今の彼女達も、真水を溜め込む植物などから、少しずつ水分を摂取している。身体を清める際も、濡らした布などを用いてする。
シェルターを出る前のイヴァンは、そのような知識を叩き込まれてきたし、シェルターを出た後も、ずっとそうしてきた。
そんな、典型的な文明崩壊世界の住人である彼女にとって、水を満たし、その中で泳ぐというのは、全く想像のつかない事だったのである。
「うーん、出来るかどうかは分かんないや。私が泳がされてたのは、多分、元々あったのを利用したものだし」
リズが何気なく言うと、イヴァンは目を丸くする。
「シェルターに、そんな場所があったんだね」
「うん。でも、イヴァンは来なくて良かったんだぞ。水なのに、変な色してたもん」
リズは、バタバタと手を振りながら説明する。相当奇妙な色だったらしい。
恐らく、施設が〈Bite〉の子供達の運動能力と免疫機能を試すために使っていたのだろう。
「そっ、か。リズは丈夫だもんね…」
「うん、私はやめておいて良かったかも…」
イヴァンは少し苦しそうに言う。彼女には、過去の事であるとはいえ、大切な友人がそのような環境に置かれていたのが、どうしても許せなかったのだ。
「ま、それはともかくとしてさ」
イヴァンの心境なんて知る由もないリズは、無邪気に言う。
「これを、水でいっぱいに満たせるなんて、文明っていうのは凄かったんだな!」
「…あ、あぁ、そうだねぇ」
「…ね、リズ。

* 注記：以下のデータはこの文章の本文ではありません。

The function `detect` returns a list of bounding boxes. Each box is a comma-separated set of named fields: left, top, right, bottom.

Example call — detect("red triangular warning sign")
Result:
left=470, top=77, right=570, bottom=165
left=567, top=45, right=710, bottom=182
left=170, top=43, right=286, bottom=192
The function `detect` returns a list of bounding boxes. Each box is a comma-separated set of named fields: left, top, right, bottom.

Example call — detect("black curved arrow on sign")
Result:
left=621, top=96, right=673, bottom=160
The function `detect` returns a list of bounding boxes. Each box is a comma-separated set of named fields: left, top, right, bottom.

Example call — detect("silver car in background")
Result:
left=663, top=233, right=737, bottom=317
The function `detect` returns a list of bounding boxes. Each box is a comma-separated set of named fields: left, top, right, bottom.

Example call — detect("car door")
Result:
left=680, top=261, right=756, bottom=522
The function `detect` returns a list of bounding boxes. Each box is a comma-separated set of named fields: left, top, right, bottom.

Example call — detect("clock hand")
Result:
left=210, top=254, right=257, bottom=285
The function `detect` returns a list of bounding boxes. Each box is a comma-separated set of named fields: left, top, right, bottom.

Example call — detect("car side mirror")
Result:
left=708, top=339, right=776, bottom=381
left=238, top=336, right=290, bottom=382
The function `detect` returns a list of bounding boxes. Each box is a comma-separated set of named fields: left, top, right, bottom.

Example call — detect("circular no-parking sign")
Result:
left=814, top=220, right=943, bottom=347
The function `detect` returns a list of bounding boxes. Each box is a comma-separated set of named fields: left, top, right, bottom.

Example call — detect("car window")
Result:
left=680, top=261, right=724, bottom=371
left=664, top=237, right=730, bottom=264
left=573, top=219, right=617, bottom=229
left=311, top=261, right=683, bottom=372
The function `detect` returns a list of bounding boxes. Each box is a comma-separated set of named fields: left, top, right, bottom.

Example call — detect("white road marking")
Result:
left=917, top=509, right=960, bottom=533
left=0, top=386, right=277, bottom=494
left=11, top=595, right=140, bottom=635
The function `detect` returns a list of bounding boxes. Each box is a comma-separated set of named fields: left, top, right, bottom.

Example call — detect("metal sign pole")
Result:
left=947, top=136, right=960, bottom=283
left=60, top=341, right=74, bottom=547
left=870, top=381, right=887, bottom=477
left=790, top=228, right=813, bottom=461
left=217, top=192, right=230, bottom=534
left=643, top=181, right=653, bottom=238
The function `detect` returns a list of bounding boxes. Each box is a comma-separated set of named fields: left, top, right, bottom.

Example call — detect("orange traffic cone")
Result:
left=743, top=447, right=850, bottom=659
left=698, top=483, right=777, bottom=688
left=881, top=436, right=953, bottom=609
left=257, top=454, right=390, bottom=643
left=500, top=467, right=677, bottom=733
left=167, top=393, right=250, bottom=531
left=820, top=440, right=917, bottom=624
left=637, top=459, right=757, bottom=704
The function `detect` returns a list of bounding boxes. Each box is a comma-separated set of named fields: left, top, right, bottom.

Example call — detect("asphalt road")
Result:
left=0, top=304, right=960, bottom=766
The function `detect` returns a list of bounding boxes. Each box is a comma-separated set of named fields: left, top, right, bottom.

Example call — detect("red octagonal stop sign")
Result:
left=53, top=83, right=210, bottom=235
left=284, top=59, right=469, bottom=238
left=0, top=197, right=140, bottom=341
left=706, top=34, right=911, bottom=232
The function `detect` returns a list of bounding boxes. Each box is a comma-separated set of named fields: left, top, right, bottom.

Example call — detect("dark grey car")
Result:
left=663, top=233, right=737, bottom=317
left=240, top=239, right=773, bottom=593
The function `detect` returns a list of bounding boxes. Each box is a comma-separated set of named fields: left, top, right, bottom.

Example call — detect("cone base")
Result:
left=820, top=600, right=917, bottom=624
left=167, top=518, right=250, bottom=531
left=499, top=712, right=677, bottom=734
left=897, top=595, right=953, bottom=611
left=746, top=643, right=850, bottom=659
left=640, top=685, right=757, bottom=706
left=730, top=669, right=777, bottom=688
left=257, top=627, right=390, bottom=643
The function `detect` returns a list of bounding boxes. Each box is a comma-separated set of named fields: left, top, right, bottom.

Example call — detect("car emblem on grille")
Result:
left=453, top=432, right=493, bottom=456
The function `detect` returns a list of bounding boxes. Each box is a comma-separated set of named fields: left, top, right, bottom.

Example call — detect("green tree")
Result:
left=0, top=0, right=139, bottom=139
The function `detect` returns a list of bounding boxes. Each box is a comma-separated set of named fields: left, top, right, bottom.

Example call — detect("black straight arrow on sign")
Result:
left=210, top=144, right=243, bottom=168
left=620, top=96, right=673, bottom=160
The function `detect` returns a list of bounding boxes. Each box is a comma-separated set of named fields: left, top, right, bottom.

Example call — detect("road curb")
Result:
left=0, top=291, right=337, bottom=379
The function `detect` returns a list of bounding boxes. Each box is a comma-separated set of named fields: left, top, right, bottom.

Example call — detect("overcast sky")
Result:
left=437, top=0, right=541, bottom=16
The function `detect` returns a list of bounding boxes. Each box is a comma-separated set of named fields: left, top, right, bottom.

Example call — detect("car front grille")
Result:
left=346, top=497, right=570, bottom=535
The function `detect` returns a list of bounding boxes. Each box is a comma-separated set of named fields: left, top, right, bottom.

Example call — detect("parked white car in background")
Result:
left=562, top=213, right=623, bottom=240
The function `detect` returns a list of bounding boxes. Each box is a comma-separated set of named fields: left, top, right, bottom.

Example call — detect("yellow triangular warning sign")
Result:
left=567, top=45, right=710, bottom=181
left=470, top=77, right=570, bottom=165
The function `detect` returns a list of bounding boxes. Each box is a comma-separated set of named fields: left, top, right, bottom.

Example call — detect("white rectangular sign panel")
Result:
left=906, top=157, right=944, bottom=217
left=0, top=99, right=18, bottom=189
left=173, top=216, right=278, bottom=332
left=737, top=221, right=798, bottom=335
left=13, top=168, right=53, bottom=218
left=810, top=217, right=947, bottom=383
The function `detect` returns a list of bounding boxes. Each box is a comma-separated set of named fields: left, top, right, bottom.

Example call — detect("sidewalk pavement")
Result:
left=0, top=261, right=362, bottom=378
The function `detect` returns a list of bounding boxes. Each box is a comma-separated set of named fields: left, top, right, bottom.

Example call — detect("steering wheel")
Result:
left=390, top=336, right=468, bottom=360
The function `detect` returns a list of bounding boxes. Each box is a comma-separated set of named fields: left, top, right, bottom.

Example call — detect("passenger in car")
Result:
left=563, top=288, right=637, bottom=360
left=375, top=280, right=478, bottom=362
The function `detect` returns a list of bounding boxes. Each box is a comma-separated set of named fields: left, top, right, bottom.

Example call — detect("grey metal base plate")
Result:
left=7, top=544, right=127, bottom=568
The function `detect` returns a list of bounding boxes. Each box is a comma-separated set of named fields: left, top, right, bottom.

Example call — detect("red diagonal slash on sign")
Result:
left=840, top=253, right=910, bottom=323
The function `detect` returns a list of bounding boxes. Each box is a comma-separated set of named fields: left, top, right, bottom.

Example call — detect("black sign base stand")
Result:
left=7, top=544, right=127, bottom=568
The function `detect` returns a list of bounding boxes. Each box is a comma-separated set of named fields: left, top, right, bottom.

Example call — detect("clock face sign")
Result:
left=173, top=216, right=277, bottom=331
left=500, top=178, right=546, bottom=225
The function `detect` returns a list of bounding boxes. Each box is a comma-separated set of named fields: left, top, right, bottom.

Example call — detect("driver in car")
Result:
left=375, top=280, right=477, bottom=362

なんでこれが泳ぐ用の箱だって分かったの?」
気持ちを切り替えるように、イヴァンは尋ねる。
「へ? あぁ。あれ見て」
そう言ってリズが指差した先には、プラスチックでできた案内板があった。
案内板は、所々文字が擦り切れてはいたが、プラスチック製だったために朽ち果てず、残っていたのだ。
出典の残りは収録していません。